Findings from today:
- Checked ~10 runs, these two are failing in all.
org.apache.hadoop.hbase.master.procedure.TestTruncateTableProcedure.testRecoveryAndDoubleExecutionPreserveSplits
org.apache.hadoop.hbase.master.procedure.TestTruncateTableProcedure.testSimpleTruncatePreserveSplits

- Tried debugging testSimpleTruncatePreserveSplits (since it's simpler test), 
dug around, added a bunch of logging messages (will commit shortly), in the 
end, it's not even the culprit. It finished perfectly, but then times out 
cleaning up tables in @After TestTableDDLProcedureBase#teadDown.
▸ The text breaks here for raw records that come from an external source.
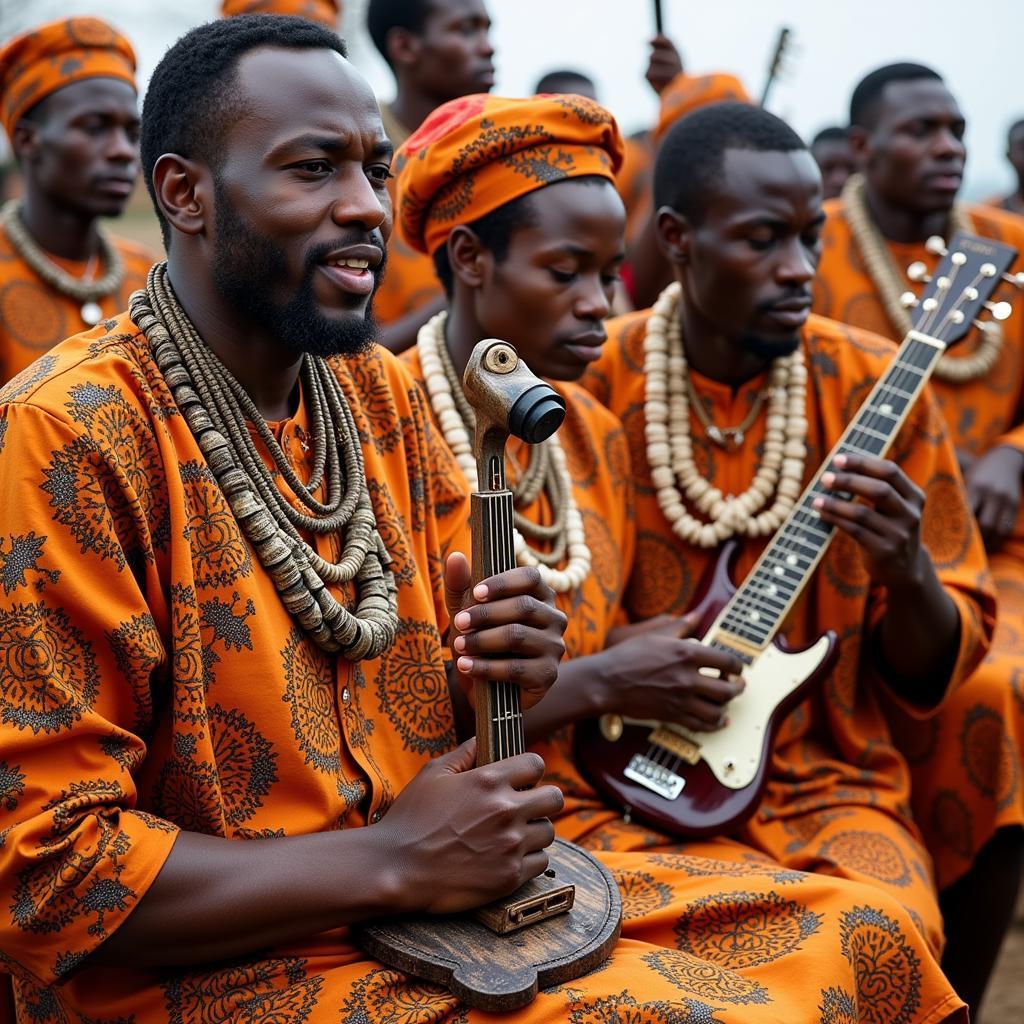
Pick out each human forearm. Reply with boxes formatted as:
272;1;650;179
93;827;408;967
523;651;609;744
878;550;961;707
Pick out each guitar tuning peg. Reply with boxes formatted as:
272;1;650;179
985;302;1014;321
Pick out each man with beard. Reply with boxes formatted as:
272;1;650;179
396;88;974;1022
585;103;993;970
814;65;1024;1016
367;0;495;352
0;17;153;384
0;15;577;1024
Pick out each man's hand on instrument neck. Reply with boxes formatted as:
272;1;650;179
962;444;1024;551
444;552;566;711
815;455;959;706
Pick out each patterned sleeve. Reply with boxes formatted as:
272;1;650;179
868;388;995;718
0;403;177;985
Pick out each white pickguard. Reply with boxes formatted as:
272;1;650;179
625;636;829;790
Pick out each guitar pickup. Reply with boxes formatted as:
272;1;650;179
623;754;686;800
647;726;700;765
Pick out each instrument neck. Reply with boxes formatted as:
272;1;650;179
470;489;526;765
708;331;945;664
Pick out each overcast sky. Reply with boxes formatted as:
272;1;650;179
0;0;1024;198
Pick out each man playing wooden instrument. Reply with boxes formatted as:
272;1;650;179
0;15;564;1024
814;65;1024;1011
584;103;993;966
396;95;974;1022
0;17;153;384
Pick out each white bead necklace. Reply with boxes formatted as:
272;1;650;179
644;282;807;548
416;312;591;594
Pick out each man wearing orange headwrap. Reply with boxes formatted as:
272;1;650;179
396;88;974;1024
220;0;343;29
0;17;153;384
814;63;1024;1014
367;0;495;352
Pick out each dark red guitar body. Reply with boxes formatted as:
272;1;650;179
575;541;839;839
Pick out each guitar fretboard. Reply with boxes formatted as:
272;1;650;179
711;332;945;663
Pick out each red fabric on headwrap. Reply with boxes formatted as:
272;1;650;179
394;93;623;254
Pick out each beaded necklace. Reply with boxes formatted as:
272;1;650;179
644;282;807;548
0;200;125;327
130;263;398;662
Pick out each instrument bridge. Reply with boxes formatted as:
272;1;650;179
623;754;686;800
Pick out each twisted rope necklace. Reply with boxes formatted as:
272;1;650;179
417;312;591;594
0;200;125;327
643;282;807;548
130;263;398;662
843;174;1004;384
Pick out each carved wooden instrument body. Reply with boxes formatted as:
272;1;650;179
575;234;1019;838
358;339;622;1012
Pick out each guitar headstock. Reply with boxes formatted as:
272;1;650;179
903;231;1024;347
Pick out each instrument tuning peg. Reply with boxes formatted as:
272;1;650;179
985;302;1014;321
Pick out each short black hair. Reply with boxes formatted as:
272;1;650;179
139;14;348;246
654;102;807;223
434;193;537;299
811;125;850;150
534;68;597;93
850;61;942;128
367;0;430;68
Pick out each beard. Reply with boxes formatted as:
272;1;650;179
738;331;800;359
211;183;387;358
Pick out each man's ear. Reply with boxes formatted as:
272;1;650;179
10;118;40;164
654;206;692;265
846;125;871;167
384;28;423;73
153;153;213;234
444;224;494;288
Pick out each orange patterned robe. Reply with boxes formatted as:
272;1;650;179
0;315;966;1024
0;229;155;384
814;201;1024;888
584;310;994;949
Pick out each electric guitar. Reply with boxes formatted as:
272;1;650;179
356;339;623;1013
574;233;1022;838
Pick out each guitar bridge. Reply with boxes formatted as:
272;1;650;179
623;754;686;800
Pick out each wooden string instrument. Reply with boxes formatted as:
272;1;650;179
574;233;1024;838
357;339;622;1012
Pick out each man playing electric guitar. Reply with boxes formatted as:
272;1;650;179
585;103;993;949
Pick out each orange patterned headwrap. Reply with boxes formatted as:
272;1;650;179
220;0;341;29
0;17;135;136
654;72;753;141
394;93;623;254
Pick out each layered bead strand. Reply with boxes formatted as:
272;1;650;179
644;283;808;548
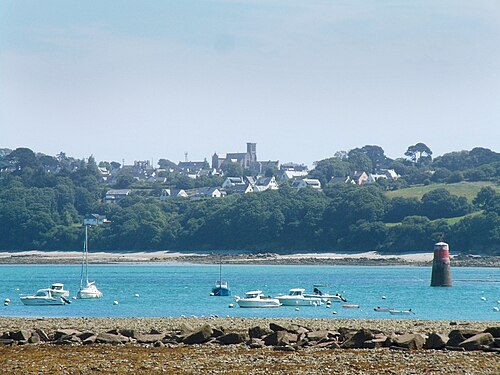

- More importantly, table testRecoveryAndDoubleExecutionPreserveSplits is the 
issue. 
{noformat}
2017-12-06 22:42:44,216 DEBUG [ProcExecWrkr-1] 
procedure.TruncateTableProcedure(134): truncate 
'testSimpleTruncatePreserveSplits' completed
2017-12-06 22:42:44,260 INFO  [ProcExecWrkr-1] 
procedure2.ProcedureExecutor(1246): Finished pid=99, state=SUCCESS; 
TruncateTableProcedure (table=testSimpleTruncatePreserveSplits 
preserveSplits=true) in 2.0060sec
2017-12-06 22:42:44,508 INFO  [Time-limited test] hbase.Waiter(189): Waiting up 
to [60,000] milli-secs(wait.for.ratio=[1])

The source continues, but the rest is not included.